Tuesday, November 24, 2009

Sabotage

That's one word to describe what I'm doing to myself and this weight loss journey. For the last two days, I just haven't committed myself to my goals at all. Why with 12 lbs. left, I've decided to do this? Why am I not taking responsibility for my actions? Why haven't I worked out in two days? Why am I doing this???Ughhhhhhh:/ Its like I'm purposely throwing in the towel. What am I afraid of? Is it being "normal"? Is it not being able to hide under my XL winter coat that is too big for me now? I have so many questions about myself but I don't know where to find the answers that I'm looking for. I'm not certain if its the weather that's just throwing me off course(been raining and been stuck home with a sick child), but this isn't a good place to be in mentally. This just freakin' bites! I need to get a grip before this gets out of control........


Dee~

4 comments:

Wendy said...

You'll do this. If you couldn't, you wouldn't have made it this far. So, don't freak out. Just repeat what you were doing every day before this and you'll own this thing.
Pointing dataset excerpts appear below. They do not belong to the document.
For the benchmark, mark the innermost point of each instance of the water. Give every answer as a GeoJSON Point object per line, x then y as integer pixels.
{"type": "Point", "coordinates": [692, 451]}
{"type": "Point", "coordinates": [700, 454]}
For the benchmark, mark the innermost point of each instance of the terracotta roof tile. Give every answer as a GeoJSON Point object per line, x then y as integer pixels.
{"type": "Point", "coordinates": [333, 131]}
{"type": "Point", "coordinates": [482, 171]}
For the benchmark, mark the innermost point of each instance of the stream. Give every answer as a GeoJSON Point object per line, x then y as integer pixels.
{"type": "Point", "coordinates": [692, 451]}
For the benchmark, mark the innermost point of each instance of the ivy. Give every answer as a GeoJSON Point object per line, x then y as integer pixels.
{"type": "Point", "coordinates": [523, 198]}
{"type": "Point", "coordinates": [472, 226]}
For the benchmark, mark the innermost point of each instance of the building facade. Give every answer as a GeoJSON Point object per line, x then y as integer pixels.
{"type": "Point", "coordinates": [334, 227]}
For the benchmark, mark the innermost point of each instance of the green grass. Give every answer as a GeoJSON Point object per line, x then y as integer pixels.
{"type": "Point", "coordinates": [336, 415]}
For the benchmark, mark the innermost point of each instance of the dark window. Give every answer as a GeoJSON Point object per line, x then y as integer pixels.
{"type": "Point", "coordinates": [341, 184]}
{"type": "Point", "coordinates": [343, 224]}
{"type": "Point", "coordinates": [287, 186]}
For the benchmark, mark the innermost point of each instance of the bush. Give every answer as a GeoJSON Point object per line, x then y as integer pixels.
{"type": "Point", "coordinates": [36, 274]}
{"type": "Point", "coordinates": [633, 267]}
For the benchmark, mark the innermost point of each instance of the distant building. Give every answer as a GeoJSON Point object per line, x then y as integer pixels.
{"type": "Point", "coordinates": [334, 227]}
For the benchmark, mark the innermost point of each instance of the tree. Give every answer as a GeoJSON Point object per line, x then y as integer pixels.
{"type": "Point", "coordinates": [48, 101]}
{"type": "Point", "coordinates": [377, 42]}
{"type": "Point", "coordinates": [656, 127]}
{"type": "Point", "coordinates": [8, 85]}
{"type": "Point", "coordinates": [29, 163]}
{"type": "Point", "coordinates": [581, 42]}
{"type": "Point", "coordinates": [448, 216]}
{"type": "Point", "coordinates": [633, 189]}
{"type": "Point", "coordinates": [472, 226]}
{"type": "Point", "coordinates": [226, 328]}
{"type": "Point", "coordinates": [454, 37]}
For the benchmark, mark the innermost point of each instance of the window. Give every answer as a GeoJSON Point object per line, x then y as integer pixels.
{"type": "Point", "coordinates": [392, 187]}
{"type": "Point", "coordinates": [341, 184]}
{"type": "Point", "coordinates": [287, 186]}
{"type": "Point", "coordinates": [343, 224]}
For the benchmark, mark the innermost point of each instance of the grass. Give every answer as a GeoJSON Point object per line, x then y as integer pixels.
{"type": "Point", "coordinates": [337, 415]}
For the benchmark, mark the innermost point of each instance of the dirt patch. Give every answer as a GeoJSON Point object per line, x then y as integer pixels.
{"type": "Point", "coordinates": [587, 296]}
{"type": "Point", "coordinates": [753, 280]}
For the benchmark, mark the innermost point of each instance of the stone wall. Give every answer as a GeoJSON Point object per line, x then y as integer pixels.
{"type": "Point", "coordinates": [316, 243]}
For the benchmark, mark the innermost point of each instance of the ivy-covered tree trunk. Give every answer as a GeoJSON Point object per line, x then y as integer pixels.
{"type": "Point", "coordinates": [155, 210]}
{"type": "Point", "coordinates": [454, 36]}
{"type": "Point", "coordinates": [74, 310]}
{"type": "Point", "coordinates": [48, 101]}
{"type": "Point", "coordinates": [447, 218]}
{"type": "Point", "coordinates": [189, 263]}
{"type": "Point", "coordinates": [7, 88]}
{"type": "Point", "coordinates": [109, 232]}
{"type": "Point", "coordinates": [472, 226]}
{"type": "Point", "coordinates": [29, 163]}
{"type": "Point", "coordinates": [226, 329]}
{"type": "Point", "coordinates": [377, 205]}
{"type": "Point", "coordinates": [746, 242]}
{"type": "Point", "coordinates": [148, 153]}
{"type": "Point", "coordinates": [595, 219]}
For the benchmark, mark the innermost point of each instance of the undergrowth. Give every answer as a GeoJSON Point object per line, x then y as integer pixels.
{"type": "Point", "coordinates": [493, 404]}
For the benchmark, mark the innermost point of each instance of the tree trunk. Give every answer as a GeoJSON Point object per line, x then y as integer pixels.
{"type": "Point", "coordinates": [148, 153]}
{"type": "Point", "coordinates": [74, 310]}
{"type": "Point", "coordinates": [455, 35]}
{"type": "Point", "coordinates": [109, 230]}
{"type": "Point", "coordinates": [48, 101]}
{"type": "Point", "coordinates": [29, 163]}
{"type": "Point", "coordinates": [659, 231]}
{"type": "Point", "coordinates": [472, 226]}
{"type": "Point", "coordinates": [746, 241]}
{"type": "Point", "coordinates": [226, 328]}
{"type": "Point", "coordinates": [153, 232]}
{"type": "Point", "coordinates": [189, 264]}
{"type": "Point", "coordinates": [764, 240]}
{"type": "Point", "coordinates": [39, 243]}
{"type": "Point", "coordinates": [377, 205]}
I know you can do it!

We have a challenge to complete.!!

Anonymous said...

Dee-DO NOT BEAT YOURSELF UP! You are such an inspiration to me and I am sure many others! I know you will be able to bounce back and kick those 12 pounds to the curb!

Lacy

Michelle Hooper said...

What an amazing blog and AMAZING progress!!! Way to go girl!!!

You can do this. I have no doubt whatsoever. YOU ARE GONNA ROCK IT..keep at it!!!

www.hotgymdiva.blogspot.com

Dee said...

Thanks ladies!!I think I'm back on track. We'll see what the scale decides tomorrow!